Видно было, как за отмелями подымались прибрежные горы, размытые, морщинистые, местами голые и неприютные, местами зеленели виноградниками. Старые горы придвигались к самой реке, белея глубокими меловыми промоинами, либо, открывая широкие сухие луга, далеко уходили, смутно подергиваясь фиолетовой дымкой.
— Места у вас богатые, воля! Земли необозримо, — сказал мужичок, жадно глядя в бесконечно уходившую за вербами степь, — земли сколько хочешь, и прочего всего.
— Лесу нет, — сказал старик в казачьей фуражке, — прута негде срезать.
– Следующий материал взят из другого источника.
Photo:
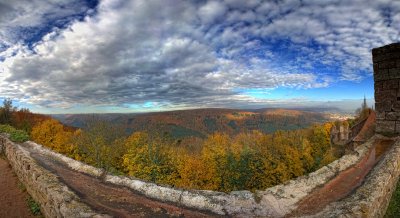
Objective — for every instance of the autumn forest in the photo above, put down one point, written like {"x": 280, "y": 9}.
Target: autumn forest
{"x": 247, "y": 160}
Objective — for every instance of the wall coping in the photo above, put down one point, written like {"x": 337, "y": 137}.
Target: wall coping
{"x": 276, "y": 201}
{"x": 54, "y": 197}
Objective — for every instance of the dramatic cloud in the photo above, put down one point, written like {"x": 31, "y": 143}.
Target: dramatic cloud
{"x": 178, "y": 53}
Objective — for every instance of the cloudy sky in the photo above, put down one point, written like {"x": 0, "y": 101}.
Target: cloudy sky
{"x": 63, "y": 56}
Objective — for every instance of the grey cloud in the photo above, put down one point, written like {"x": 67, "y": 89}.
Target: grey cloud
{"x": 186, "y": 53}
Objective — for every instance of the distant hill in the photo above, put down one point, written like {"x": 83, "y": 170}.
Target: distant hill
{"x": 201, "y": 122}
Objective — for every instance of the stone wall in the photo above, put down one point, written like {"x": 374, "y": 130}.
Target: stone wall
{"x": 55, "y": 199}
{"x": 373, "y": 197}
{"x": 276, "y": 201}
{"x": 386, "y": 62}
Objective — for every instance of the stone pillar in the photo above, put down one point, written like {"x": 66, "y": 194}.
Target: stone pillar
{"x": 386, "y": 62}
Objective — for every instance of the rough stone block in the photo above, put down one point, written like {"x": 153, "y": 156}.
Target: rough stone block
{"x": 397, "y": 130}
{"x": 391, "y": 84}
{"x": 396, "y": 106}
{"x": 387, "y": 64}
{"x": 378, "y": 86}
{"x": 386, "y": 95}
{"x": 385, "y": 126}
{"x": 393, "y": 115}
{"x": 380, "y": 115}
{"x": 394, "y": 73}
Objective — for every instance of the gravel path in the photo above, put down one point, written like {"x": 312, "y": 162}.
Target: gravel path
{"x": 12, "y": 199}
{"x": 111, "y": 199}
{"x": 344, "y": 183}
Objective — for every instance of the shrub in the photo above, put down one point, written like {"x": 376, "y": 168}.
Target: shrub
{"x": 19, "y": 136}
{"x": 15, "y": 134}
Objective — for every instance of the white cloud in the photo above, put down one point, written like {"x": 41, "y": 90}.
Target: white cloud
{"x": 188, "y": 53}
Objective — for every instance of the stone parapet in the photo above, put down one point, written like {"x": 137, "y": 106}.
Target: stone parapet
{"x": 386, "y": 63}
{"x": 373, "y": 197}
{"x": 55, "y": 198}
{"x": 276, "y": 201}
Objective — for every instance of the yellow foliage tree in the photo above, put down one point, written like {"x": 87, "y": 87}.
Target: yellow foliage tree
{"x": 52, "y": 134}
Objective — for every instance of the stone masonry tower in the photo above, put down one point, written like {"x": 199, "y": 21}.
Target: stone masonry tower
{"x": 386, "y": 62}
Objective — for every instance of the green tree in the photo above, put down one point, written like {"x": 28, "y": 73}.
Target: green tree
{"x": 6, "y": 112}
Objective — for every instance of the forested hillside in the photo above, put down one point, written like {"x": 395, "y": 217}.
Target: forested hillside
{"x": 250, "y": 160}
{"x": 201, "y": 122}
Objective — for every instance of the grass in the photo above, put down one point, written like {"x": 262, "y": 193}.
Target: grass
{"x": 33, "y": 206}
{"x": 16, "y": 135}
{"x": 394, "y": 205}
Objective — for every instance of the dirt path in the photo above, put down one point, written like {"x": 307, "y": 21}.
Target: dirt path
{"x": 12, "y": 199}
{"x": 111, "y": 199}
{"x": 343, "y": 184}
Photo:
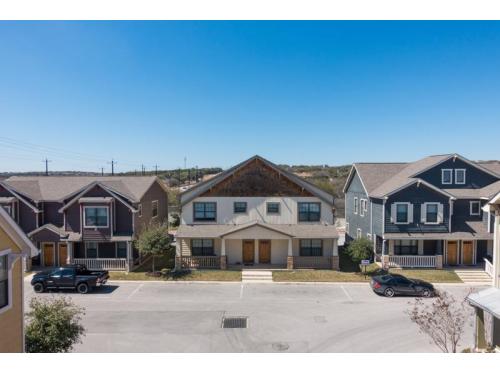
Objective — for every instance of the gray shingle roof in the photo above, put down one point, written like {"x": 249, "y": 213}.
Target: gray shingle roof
{"x": 56, "y": 188}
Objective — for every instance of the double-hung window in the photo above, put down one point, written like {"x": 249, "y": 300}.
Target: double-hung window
{"x": 96, "y": 217}
{"x": 4, "y": 281}
{"x": 312, "y": 248}
{"x": 205, "y": 211}
{"x": 202, "y": 247}
{"x": 309, "y": 211}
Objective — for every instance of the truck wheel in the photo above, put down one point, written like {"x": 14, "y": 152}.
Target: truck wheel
{"x": 82, "y": 288}
{"x": 38, "y": 288}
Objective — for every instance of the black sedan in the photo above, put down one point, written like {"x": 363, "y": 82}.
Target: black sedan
{"x": 392, "y": 285}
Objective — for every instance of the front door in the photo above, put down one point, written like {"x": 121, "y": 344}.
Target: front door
{"x": 452, "y": 258}
{"x": 264, "y": 251}
{"x": 467, "y": 251}
{"x": 63, "y": 254}
{"x": 48, "y": 254}
{"x": 248, "y": 251}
А ты откеда сам будешь?
Мужичок с взъерошенными бровями обрадовался новому человеку, — старик ночью сел на пароход, — опустился на корточки и, ласково глядя, стал рассказывать то, что уже много раз рассказывал:
— Сынка ищу, братик. Как сказано: «Не пецытеся о хлебушке, предоставится». Так и я. Выехал из своих мест, было у меня аккурат полтинник серебром, да два двугривенных, да два пятака.
— С такими деньгами не пецытеся, — вставил кто-то.
Хотя мужичок раз двадцать уже рассказывал свою историю и все слышали, но около него опять сбивается публика, опять слушают, как новое, вставляют замечания»
— Во, во, и я говорю. Ну, хорошо. В поезд, стало быть, сел, кондуктор: «Ваш билет». — «Ка-акой билет? сказано бо: «не пецытеся». — «A-а, не пецытеся!.. К жандару!..» Ну, к жандару и к жандару не полиняю, не об шести он ногах. Жандар зараз — протокол, да что с меня возьмешь! Одна плохая душонка, боле ничего. Дадут по шее, я и пошел вдоль полотна. Пройдешь до другой станции, подождешь поезда, опять в вагон, проедешь сколько-то, опять «ваш билет», опять высаживают.